The purpose of this work is to analyze the usage of words in documents which are hyperpartisan and non-hyperpartisan. Hyperpartisan news are those that exhibit blind, prejudiced, or unreasoning allegiance to one party, faction, cause, or person.
Whereas the task on semeval was to design a system to automatically detect hyperpartisan news, in this exercise we are going to exploit both corpora and analyze which terms are the most relevant in each of the sets.
We use two different methods for analysing hyperpartisan and non-hyperpartisan documents. First, we calculate log-odd ratios to extract the most relevant words of each category.

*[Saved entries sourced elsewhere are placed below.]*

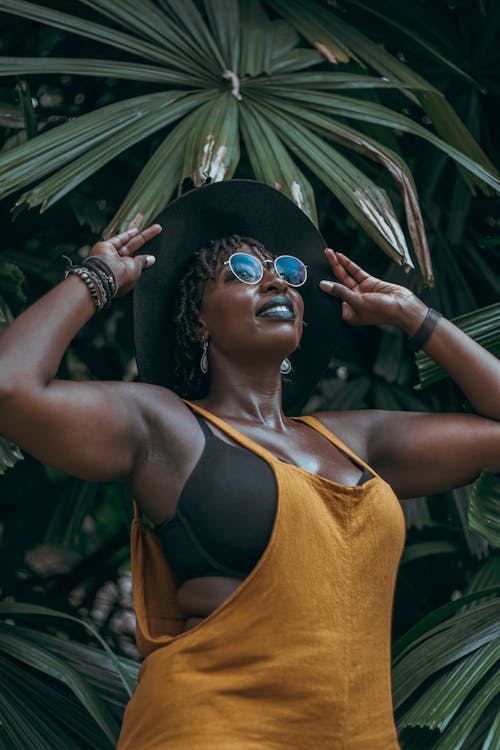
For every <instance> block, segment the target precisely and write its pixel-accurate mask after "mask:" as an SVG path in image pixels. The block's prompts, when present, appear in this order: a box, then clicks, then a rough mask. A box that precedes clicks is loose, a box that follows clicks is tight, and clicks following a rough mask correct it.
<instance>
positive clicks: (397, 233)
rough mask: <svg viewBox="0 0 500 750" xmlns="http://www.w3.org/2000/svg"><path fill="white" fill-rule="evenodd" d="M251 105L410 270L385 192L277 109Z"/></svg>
mask: <svg viewBox="0 0 500 750" xmlns="http://www.w3.org/2000/svg"><path fill="white" fill-rule="evenodd" d="M251 101H252V104H253V106H254V108H255V110H256V111H258V112H259V114H260V115H261V116H262V117H263V118H264V119H265V120H266V121H267V122H268V124H269V125H270V126H272V127H273V128H274V129H275V131H277V132H278V133H279V135H280V137H281V138H282V140H283V141H284V142H285V143H286V144H287V145H288V147H289V148H290V150H291V151H293V152H294V153H295V154H296V155H297V157H298V158H299V159H300V160H301V161H302V162H304V164H305V165H306V166H307V167H308V168H309V169H311V170H312V171H313V172H314V173H315V174H316V175H317V176H318V177H319V178H320V179H321V180H322V181H323V182H324V183H325V185H327V187H328V188H329V189H330V190H331V191H332V193H334V194H335V195H336V196H337V198H338V199H339V200H340V201H341V202H342V203H343V205H344V206H345V207H346V208H347V209H348V211H349V212H350V213H351V214H352V215H353V216H354V217H355V219H356V221H357V222H358V223H359V224H360V225H361V226H362V227H363V228H364V229H365V231H366V232H367V233H368V234H369V235H370V236H371V237H372V238H373V239H374V241H375V242H376V243H377V244H378V245H379V246H380V247H381V248H382V249H383V250H384V251H385V252H386V253H387V254H388V255H389V256H390V257H392V258H393V259H394V260H396V261H397V262H398V263H403V264H404V265H405V266H408V267H410V268H411V267H412V266H413V263H412V260H411V257H410V255H409V252H408V248H407V245H406V240H405V238H404V235H403V232H402V230H401V227H400V226H399V222H398V220H397V218H396V215H395V212H394V209H393V207H392V205H391V203H390V201H389V199H388V197H387V195H386V193H385V191H384V190H382V189H381V188H379V187H377V186H376V185H375V183H373V182H372V181H371V180H370V179H369V178H368V177H367V176H366V175H364V174H363V173H362V172H361V171H360V170H359V169H357V168H356V167H355V166H354V165H353V164H352V163H351V162H349V161H348V160H347V159H346V158H345V157H344V156H342V155H341V154H340V153H339V152H338V151H336V150H335V149H333V148H332V147H331V146H329V145H328V144H327V143H325V142H324V140H322V139H321V138H318V136H316V135H315V134H314V133H313V132H312V131H311V130H309V129H307V128H304V127H303V126H302V125H300V124H299V123H297V122H293V121H292V120H291V119H289V118H286V117H283V116H282V115H281V114H280V112H279V110H277V109H274V108H273V109H271V107H262V106H260V104H259V103H258V101H257V100H256V98H255V99H254V97H253V96H252V98H251Z"/></svg>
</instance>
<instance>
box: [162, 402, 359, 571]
mask: <svg viewBox="0 0 500 750" xmlns="http://www.w3.org/2000/svg"><path fill="white" fill-rule="evenodd" d="M193 414H194V416H195V417H196V419H197V421H198V423H199V425H200V427H201V429H202V430H203V433H204V435H205V445H204V448H203V452H202V454H201V456H200V458H199V460H198V463H197V464H196V466H195V467H194V469H193V471H192V472H191V474H190V475H189V477H188V479H187V481H186V484H185V485H184V488H183V490H182V492H181V495H180V498H179V502H178V505H177V509H176V511H175V514H174V516H173V517H172V518H170V519H168V520H167V521H164V522H163V523H161V524H158V525H157V526H156V527H155V533H156V534H157V536H158V539H159V540H160V543H161V545H162V548H163V552H164V554H165V557H166V559H167V561H168V562H169V564H170V566H171V568H172V570H173V571H174V573H175V574H176V576H177V578H178V580H179V582H181V583H182V582H183V581H187V580H189V579H190V578H200V577H204V576H230V577H236V578H245V577H246V576H247V575H248V574H249V573H250V571H251V570H252V569H253V568H254V567H255V565H256V563H257V562H258V560H259V558H260V557H261V555H262V553H263V552H264V550H265V548H266V546H267V543H268V541H269V538H270V536H271V532H272V528H273V524H274V517H275V513H276V504H277V492H276V481H275V478H274V474H273V471H272V469H271V467H270V466H269V464H268V463H267V462H266V461H264V459H262V458H260V457H259V456H256V455H255V453H253V452H252V451H251V450H248V449H247V448H243V447H242V446H239V445H232V444H230V443H227V442H225V441H224V440H222V439H221V438H219V437H217V436H216V435H215V434H214V433H213V432H212V430H211V429H210V428H209V427H208V425H207V423H206V422H205V420H204V419H203V418H202V417H201V416H200V415H199V414H197V413H196V412H193ZM350 460H352V459H350ZM353 463H354V462H353ZM372 476H373V475H372V474H371V472H369V471H367V470H366V469H365V470H364V471H363V474H362V476H361V477H360V479H359V481H358V484H363V483H364V482H365V481H367V480H368V479H370V478H371V477H372Z"/></svg>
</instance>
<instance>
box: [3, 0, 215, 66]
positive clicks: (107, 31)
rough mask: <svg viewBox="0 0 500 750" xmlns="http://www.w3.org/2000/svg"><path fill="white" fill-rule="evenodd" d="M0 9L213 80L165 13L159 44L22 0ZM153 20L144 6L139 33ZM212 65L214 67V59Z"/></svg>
mask: <svg viewBox="0 0 500 750" xmlns="http://www.w3.org/2000/svg"><path fill="white" fill-rule="evenodd" d="M113 7H114V9H115V11H116V12H118V11H119V10H120V8H121V7H122V6H121V4H118V5H116V4H113ZM0 10H2V11H5V12H7V13H13V14H15V15H19V16H22V17H23V18H29V19H31V20H33V21H39V22H40V23H45V24H48V25H49V26H55V27H56V28H58V29H62V30H64V31H68V32H71V33H73V34H78V35H79V36H84V37H88V38H90V39H93V40H94V41H97V42H101V43H103V44H107V45H109V46H111V47H117V48H118V49H119V50H120V51H121V52H127V53H129V54H132V55H138V56H140V57H145V58H147V59H149V60H154V61H156V62H158V63H160V64H162V65H168V66H169V67H172V68H174V69H180V70H187V71H189V72H190V73H193V74H194V75H201V77H202V78H204V79H205V80H207V81H210V80H212V77H211V76H210V75H209V74H208V72H207V67H206V66H204V65H203V64H202V61H201V58H202V55H201V53H200V55H198V54H196V53H197V52H199V51H200V50H199V49H198V50H197V49H196V48H194V49H193V45H191V46H189V45H187V44H186V43H185V42H184V39H183V35H182V33H180V32H181V30H180V29H177V28H175V26H174V24H168V23H167V22H166V20H165V18H164V17H163V25H162V32H163V34H164V35H165V36H164V37H163V35H162V45H161V47H160V46H159V45H158V44H157V43H152V42H147V41H144V40H143V39H138V38H137V37H134V36H132V35H130V34H125V33H123V32H121V31H117V30H116V29H114V28H112V27H111V26H102V25H101V24H97V23H93V22H92V21H87V20H86V19H83V18H81V17H79V16H72V15H70V14H68V13H61V12H60V11H57V10H52V9H51V8H47V7H43V6H39V5H35V4H34V3H30V2H26V1H25V0H0ZM156 20H157V16H156V15H154V16H153V17H151V16H148V14H147V9H145V12H144V14H143V17H142V21H141V22H140V31H141V33H142V32H144V29H145V28H147V27H148V26H151V27H152V28H155V21H156ZM127 28H130V26H127ZM211 62H212V61H211ZM211 67H214V65H213V62H212V64H211Z"/></svg>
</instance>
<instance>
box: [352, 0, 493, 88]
mask: <svg viewBox="0 0 500 750" xmlns="http://www.w3.org/2000/svg"><path fill="white" fill-rule="evenodd" d="M346 1H347V4H348V5H354V6H356V7H358V8H361V9H362V10H364V11H366V12H367V13H369V14H372V15H374V16H376V17H377V18H380V19H381V20H383V21H384V22H385V23H386V24H388V25H389V26H392V27H393V28H394V29H396V30H397V31H398V32H400V33H402V34H403V35H404V36H407V37H408V38H409V39H411V40H413V41H414V42H416V43H417V44H418V45H419V46H420V47H422V49H424V50H426V52H428V53H429V54H430V55H431V56H432V57H434V58H436V60H439V61H440V62H441V63H443V65H445V66H446V67H448V68H450V69H451V70H452V71H453V73H455V74H456V75H458V76H459V77H460V78H462V79H463V80H465V81H467V82H468V83H470V84H473V85H474V86H476V87H477V88H479V84H478V83H477V82H476V81H475V80H474V79H473V78H472V76H470V75H469V74H468V73H467V72H466V71H465V70H464V69H463V68H461V67H460V66H459V65H457V64H456V63H455V62H454V61H453V60H450V58H449V57H446V56H445V55H444V54H443V53H442V52H441V50H440V49H439V48H438V47H436V46H435V45H433V44H431V43H430V42H429V40H428V39H427V38H426V37H425V31H427V30H428V24H429V19H428V18H427V17H426V18H425V24H426V26H425V27H424V28H421V29H417V27H416V24H418V25H419V26H421V24H422V20H424V19H423V15H422V14H419V13H418V12H415V8H414V7H412V6H410V5H406V4H404V5H402V4H400V3H397V4H394V3H392V2H387V0H385V3H384V10H385V12H383V11H382V10H381V9H380V8H377V7H375V8H374V7H372V6H371V5H370V4H369V3H362V2H359V0H346ZM427 12H428V9H427ZM398 13H399V14H404V15H405V16H406V22H405V23H403V22H401V21H400V20H399V19H398V18H397V14H398ZM433 20H434V19H433Z"/></svg>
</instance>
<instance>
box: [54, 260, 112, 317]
mask: <svg viewBox="0 0 500 750" xmlns="http://www.w3.org/2000/svg"><path fill="white" fill-rule="evenodd" d="M62 257H63V258H65V260H66V261H67V268H66V272H65V274H64V278H65V279H67V278H68V276H78V278H80V279H81V280H82V281H83V283H84V284H85V286H86V287H87V289H88V290H89V293H90V296H91V297H92V301H93V303H94V305H95V306H96V309H97V310H103V309H104V308H106V307H109V305H110V304H111V300H112V299H113V297H114V296H115V295H116V292H117V289H118V282H117V280H116V276H115V275H114V273H113V272H112V271H111V269H110V268H109V266H108V265H107V263H106V262H105V261H103V260H102V259H101V258H99V259H97V258H96V256H91V258H92V261H91V262H89V260H90V259H89V258H87V259H86V260H85V261H84V262H83V263H82V264H81V265H79V266H75V265H73V262H72V260H71V258H68V257H67V256H66V255H63V256H62ZM96 261H97V262H96Z"/></svg>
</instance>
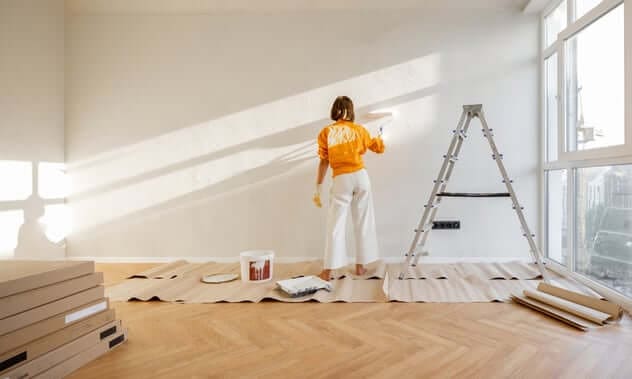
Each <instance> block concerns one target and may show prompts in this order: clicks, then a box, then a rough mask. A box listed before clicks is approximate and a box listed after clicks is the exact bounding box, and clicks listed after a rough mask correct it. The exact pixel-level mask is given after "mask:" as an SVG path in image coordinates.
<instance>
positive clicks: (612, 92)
mask: <svg viewBox="0 0 632 379" xmlns="http://www.w3.org/2000/svg"><path fill="white" fill-rule="evenodd" d="M623 32H624V31H623V4H621V5H620V6H618V7H617V8H615V9H614V10H612V11H610V12H609V13H608V14H606V15H605V16H603V17H602V18H600V19H598V20H597V21H595V22H594V23H593V24H591V25H589V26H588V27H586V29H584V30H582V31H580V32H579V33H577V34H576V35H575V36H573V37H571V38H569V39H568V40H567V41H565V43H564V48H565V53H566V65H565V74H566V99H567V102H566V104H567V107H566V128H567V132H566V135H567V141H566V143H567V149H568V151H576V150H586V149H594V148H599V147H608V146H615V145H622V144H624V143H625V133H624V132H625V121H624V119H625V108H624V91H625V80H624V74H625V71H624V62H625V60H624V46H623Z"/></svg>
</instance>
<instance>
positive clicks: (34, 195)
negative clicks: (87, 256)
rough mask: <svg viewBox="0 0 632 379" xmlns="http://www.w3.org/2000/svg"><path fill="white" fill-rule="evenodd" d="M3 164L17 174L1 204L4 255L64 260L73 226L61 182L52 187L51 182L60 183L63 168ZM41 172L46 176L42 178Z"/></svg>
mask: <svg viewBox="0 0 632 379" xmlns="http://www.w3.org/2000/svg"><path fill="white" fill-rule="evenodd" d="M2 163H3V165H2V166H3V167H2V169H4V170H7V169H9V170H12V171H14V173H15V174H16V175H14V176H13V178H12V179H13V181H12V183H11V184H10V185H5V188H4V191H3V192H5V193H3V194H2V195H3V196H2V199H3V201H0V215H1V220H0V224H1V226H2V228H1V229H2V235H1V236H0V250H1V251H2V252H3V253H2V255H3V256H4V257H12V258H16V259H34V258H35V259H59V258H63V257H64V256H65V241H64V237H65V236H66V234H67V233H68V231H69V227H70V224H69V218H68V212H67V209H66V208H65V206H64V199H63V196H64V195H63V192H64V190H63V189H61V190H60V189H59V186H60V183H59V182H57V183H51V180H52V181H53V182H55V181H57V180H59V178H60V176H59V167H60V165H59V164H49V163H40V162H7V161H4V162H2ZM2 169H0V170H2ZM40 170H41V171H42V172H43V174H40ZM40 181H43V182H44V185H43V186H40ZM62 181H63V178H62ZM51 184H52V185H51ZM29 186H30V187H29ZM41 187H44V188H41ZM55 187H56V188H55ZM42 196H44V197H42ZM18 199H22V200H18ZM16 237H17V238H16Z"/></svg>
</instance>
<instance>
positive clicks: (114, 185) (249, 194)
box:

Then, we use Scattertext to build an interactive HTML scatter plot. We compare the results of each method and extract some conclusions.
We visualized the differences between hyperpartisan and non-hyperpartisan of the original text and cleaned text (before and after the preprocessing of the text).
Most frequent words in both hyperpartisan articles are stopwords, and we can also see that in both cases some there are some non-words character sequences (= twsrc%5etfw, type="external">august). We can see all the words and which of them appear most in hyperpartisan and non-hyperpartisan articles in the next figure. Click for an interactive version.
Overall we see that this corpus needs to be cleaned, as there are a lot of stopwords and character sequences that doesn't form words (from URLs, for example).
By cleaning the text, we get better results, as the all the words we get for both top-hyperpartisan and non-hyperpartisan terms exists. We can see all the words and which of them appear most in hyperpartisan and non-hyperpartisan articles in the next figure. Click for an interactive version.
If we compare the results of both figures, we can see that words from the cleaned corpus also appear in the original ones, and for most of them in the same place. And if we look at the more characteristic words of the whole corpus, we see that they are almost the same, and they usually have political connotation (trump, obama, antifa, supremacist, neonazi...).